Paper Information

Citation: Zhang, Y., Shi, G., & Wang, K. (2010). A SVM-HMM Based Online Classifier for Handwritten Chemical Symbols. 2010 International Conference on Pattern Recognition, 1888–1891. https://doi.org/10.1109/ICPR.2010.465

Publication: ICPR 2010

What kind of paper is this?

Method. This paper is a methodological contribution that proposes a novel “double-stage classifier” architecture. It fits the taxonomy by introducing a specific algorithmic pipeline (SVM rough classification followed by HMM fine classification) and a novel pre-processing algorithm (Point Sequence Reordering) to solve technical limitations in recognizing organic ring structures. The contribution is validated through ablation studies (comparing SVM kernels and HMM state/Gaussian counts) and performance benchmarks.

What is the motivation?

The primary motivation is the complexity of recognizing handwritten chemical symbols, specifically the distinction between Organic Ring Structures (ORS) and Non-Ring Structures (NRS). Existing single-stage classifiers are unreliable for ORS because these symbols have arbitrary writing styles, variable stroke numbers, and inconsistent stroke orders due to their 2D hexagonal structure. A robust system is needed to handle this uncertainty and achieve high accuracy.

What is the novelty here?

The authors introduce two main novelties:

  1. Double-Stage Architecture: A hybrid system where an SVM (using RBF kernel) first roughly classifies inputs as either ORS or NRS, followed by specialized HMMs for fine-grained recognition.
  2. Point Sequence Reordering (PSR) Algorithm: A stroke-order independent algorithm designed specifically for ORS. It reorders the point sequence of a symbol based on a counter-clockwise scan from the centroid, effectively eliminating the uncertainty caused by variations in stroke number and writing order.

What experiments were performed?

The authors collected a custom dataset and performed sequential optimizations:

  • SVM Optimization: Compared Polynomial, RBF, and Sigmoid kernels to find the best rough classifier.
  • HMM Optimization: Tested multiple combinations of states (4, 6, 8) and Gaussians (3, 4, 6, 8, 9, 12) to maximize fine classification accuracy.
  • PSR Validation: Conducted an ablation study comparing HMM accuracy on ORS symbols “Before PSR” vs “After PSR” to quantify the algorithm’s impact.

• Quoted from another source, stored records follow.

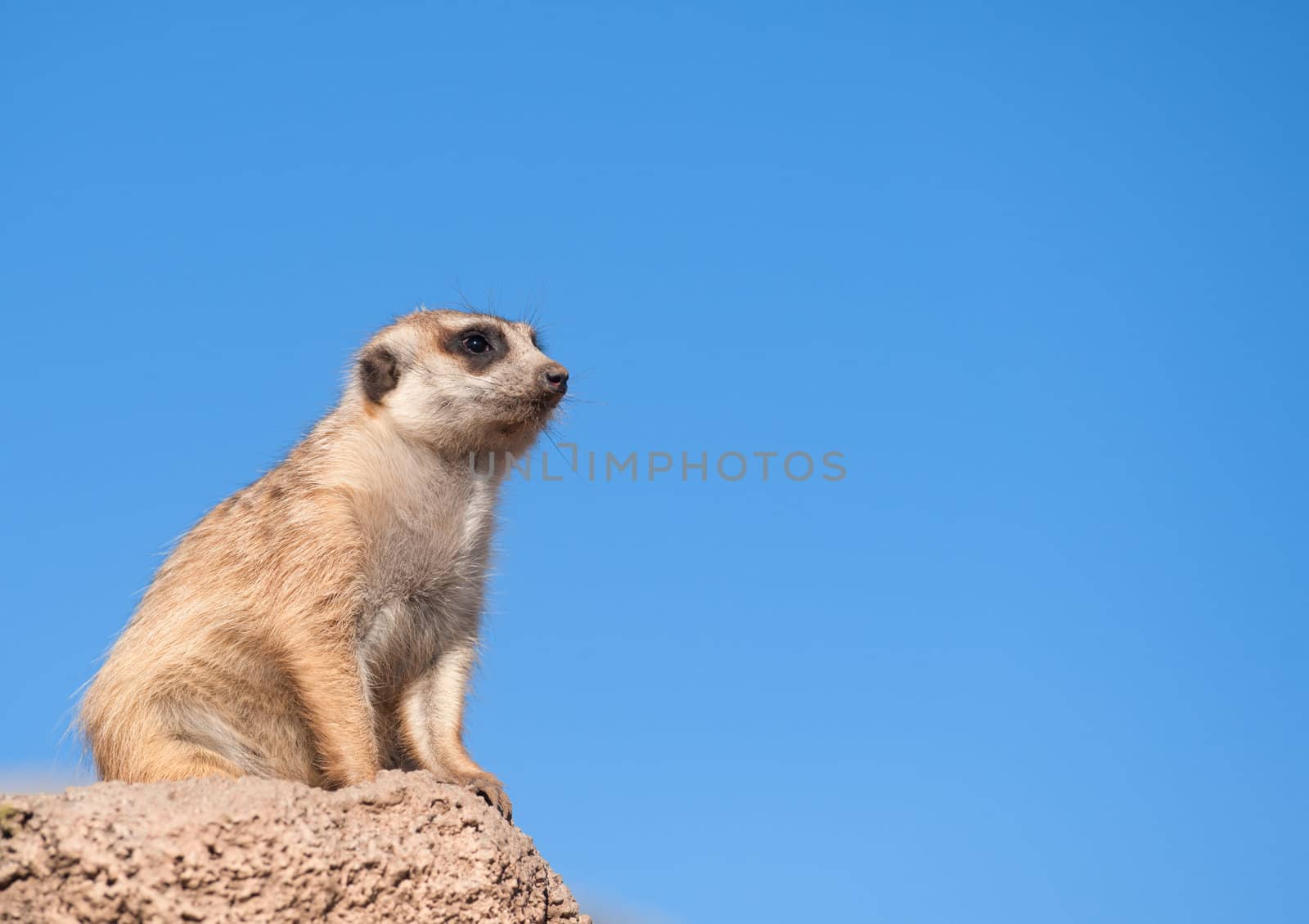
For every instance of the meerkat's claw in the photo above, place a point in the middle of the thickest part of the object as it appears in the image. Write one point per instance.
(493, 791)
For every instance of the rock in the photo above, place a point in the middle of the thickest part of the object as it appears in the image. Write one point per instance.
(405, 847)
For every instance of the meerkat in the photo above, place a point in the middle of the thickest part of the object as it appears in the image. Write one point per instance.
(322, 623)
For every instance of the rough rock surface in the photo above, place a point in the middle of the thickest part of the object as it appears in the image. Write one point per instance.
(403, 848)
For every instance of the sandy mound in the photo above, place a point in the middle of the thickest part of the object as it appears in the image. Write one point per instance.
(403, 848)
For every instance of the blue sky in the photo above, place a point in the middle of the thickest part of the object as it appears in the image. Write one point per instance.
(1036, 270)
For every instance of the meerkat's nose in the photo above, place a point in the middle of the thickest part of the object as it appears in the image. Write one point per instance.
(556, 379)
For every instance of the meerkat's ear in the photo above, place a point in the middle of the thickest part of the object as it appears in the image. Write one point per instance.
(379, 372)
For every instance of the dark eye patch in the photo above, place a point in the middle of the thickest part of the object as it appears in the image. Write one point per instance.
(477, 347)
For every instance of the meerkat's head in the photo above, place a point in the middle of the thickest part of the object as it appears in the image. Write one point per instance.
(461, 383)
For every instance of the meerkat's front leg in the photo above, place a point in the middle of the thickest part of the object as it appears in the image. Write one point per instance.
(432, 721)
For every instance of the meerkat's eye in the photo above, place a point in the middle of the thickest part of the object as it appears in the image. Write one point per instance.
(475, 343)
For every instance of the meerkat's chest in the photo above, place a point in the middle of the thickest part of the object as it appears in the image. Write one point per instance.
(425, 577)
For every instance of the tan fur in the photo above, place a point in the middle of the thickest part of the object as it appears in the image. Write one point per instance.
(322, 623)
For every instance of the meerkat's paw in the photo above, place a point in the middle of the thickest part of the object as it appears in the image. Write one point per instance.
(493, 791)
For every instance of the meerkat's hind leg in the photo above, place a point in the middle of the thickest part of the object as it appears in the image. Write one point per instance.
(168, 758)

What were the outcomes and conclusions drawn?

  • Architecture Performance: The RBF-based SVM achieved 99.88% accuracy in differentiating ORS from NRS.
  • HMM Configuration: The optimal HMM topology was found to be 8-states and 12-Gaussians for both symbol types.
  • PSR Impact: The PSR algorithm drastically improved ORS recognition. Top-1 accuracy jumped from 49.84% (Before PSR) to 98.36% (After PSR).
  • Overall Accuracy: The final integrated system achieved a Top-1 accuracy of 93.10% and Top-3 accuracy of 98.08% on the test set.

Reproducibility Details

Data

The study defined 101 chemical symbols split into two categories.

CategoryCountContentNotes
NRS (Non-Ring)63Digits 0-9, 44 letters, 9 operatorsOperators include +, -, =, $\rightarrow$, etc.
ORS (Organic Ring)382D hexagonal structuresBenzene rings, cyclohexane, etc.
  • Collection: 12,322 total samples (122 per symbol) collected from 20 writers (teachers and students).
  • Split: 9,090 training samples and 3,232 test samples.
  • Constraints: Three specifications were used: normal, standard, and freestyle.

Algorithms

1. SVM Feature Extraction (Rough Classification) The input strokes are scaled, and a 58-dimensional feature vector is calculated:

  • Mesh ($4 \times 4$): Ratio of points in 16 grids (16 features).
  • Outline: Normalized scan distance from 4 edges with 5 scan lines each (20 features).
  • Projection: Point density in 5 bins per edge (20 features).
  • Aspect Ratio: Height/Width ratios (2 features).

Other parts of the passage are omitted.